Winter break in Haverford. The Assembly is canceled, but there are other dances; there is the Merion Cricket Club. There are kisses on the balcony overlooking the Great Lawn; there is her mouth open to mine and the taste of champagne. We do not discuss the draft or the war. Instead, there is talk of what I will do in Philadelphia after graduation, of Center City houses and Main Line trains.

But in two weeks I am back in the Beta house at Columbia and the future we discussed seems increasingly distant. Meaningless, unreal, it follows the Assembly into the world of things that will never happen. What is real is opening the paper to see unfamiliar names. Wake, Guam, Bataan. We are losing. Radio announcers strain with the pronunciation. Sarawak, Rabaul, Bouganville. The Empire of Japan grows. It is hard to sit there and listen, harder to think of anything else, an agony to turn the radio off and go to class. I look out the window at the tangled street and see armored columns, massed infantry. The world hangs in the balance, somewhere very far from here, and fat, old Professor Hanson asks me to define a springing executory interest.

And then the draft comes. We cluster around the box on a chilly March day to hear the numbers read out. Back in October, they made an event of it. Henry Stimson stirred the balls with a spoon carved from the beams of Independence Hall, and Roosevelt read the first number. “We are all with you,” he said, “in a task which enlists the services of all Americans.” But only some are enlisting now, and the voice that tells us who is unfamiliar and brusque.

“You think you'll go west or east, Billy?” asks Joe Eisner conversationally.

Skinny and red-haired, William Fitch is still recovering from the shock of hearing 485. “Shut up,” he says absently.

Eisner is unoffended. “Lots going on out West,” he says. He has never liked Fitch. “I heard a Jap sub hit Santa Barbara. They could land any day. But there's bodies on the beach at Montauk.”

Fitch swivels his long neck. “Shut up.” His face is pasty.

“They tell you to keep the lights down on Long Island,” Eisner continues. “But no one does. The freighters get backlit and the U-boats just line 'em up. It's a shooting gallery.”

“Shut up,” says Fitch. “Damn you.”

“Don't get sore,” says Eisner cheerily as Fitch storms out. “We're all going. It's just a question of when.”

For another several minutes we sit with only the unknown voice to break the silence: “347. 852.” And then it comes: 129. “That's me,” I say, and as no one seems to notice, I repeat it louder. “That's my number.”

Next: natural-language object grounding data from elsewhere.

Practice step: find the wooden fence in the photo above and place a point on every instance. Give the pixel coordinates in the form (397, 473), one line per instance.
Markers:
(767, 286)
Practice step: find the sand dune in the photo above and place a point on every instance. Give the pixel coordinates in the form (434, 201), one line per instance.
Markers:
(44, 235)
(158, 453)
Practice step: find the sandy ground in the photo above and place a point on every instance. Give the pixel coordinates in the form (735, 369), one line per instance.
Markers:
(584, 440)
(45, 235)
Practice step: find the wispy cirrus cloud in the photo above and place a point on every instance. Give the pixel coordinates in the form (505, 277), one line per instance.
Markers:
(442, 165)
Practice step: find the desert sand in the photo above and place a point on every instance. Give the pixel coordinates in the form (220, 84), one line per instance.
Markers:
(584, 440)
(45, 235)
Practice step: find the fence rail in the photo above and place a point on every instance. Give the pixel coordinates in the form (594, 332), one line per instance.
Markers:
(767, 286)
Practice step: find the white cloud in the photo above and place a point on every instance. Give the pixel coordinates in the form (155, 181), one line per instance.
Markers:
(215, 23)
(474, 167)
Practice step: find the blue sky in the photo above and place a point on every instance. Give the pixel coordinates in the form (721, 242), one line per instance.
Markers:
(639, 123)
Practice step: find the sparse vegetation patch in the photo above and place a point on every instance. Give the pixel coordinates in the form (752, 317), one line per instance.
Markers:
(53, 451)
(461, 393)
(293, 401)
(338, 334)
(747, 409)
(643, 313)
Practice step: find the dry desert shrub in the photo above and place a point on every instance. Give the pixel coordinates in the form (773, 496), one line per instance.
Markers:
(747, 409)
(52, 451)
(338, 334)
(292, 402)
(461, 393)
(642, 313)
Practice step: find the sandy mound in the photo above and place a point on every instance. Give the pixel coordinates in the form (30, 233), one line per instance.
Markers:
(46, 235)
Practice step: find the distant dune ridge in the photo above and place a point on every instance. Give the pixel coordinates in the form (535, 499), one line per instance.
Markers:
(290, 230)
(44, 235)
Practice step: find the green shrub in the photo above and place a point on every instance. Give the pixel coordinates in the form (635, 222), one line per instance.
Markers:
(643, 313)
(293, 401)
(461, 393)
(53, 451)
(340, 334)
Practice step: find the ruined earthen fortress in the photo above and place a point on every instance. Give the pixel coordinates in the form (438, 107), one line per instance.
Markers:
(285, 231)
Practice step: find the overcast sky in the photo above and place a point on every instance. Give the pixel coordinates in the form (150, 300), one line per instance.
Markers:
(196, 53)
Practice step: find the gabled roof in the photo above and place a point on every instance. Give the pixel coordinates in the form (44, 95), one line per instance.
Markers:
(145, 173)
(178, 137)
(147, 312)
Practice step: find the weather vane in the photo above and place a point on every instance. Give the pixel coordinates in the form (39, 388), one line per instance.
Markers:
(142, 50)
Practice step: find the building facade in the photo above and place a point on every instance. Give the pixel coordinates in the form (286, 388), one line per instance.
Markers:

Eisner pats my shoulder, his face somber. “Tough break.”

I look down, saying nothing. Eisner suspects I am hiding tears, no doubt, but in truth I am trying not to smile. I did get lucky. Part of me is already hearing Suzanne's voice, already seeing the look on my mother's face. I'm not stupid. I know what war means. Dink Morris left an arm at Belleau Wood and watches each Merion dance with empty eyes. But still, the sentences that parade through my head are marching on light feet. I'm needed. I've been chosen. I am called. It may be west or it may be east, but that makes no difference. I have a direction now; I know where I am headed. I am going to war.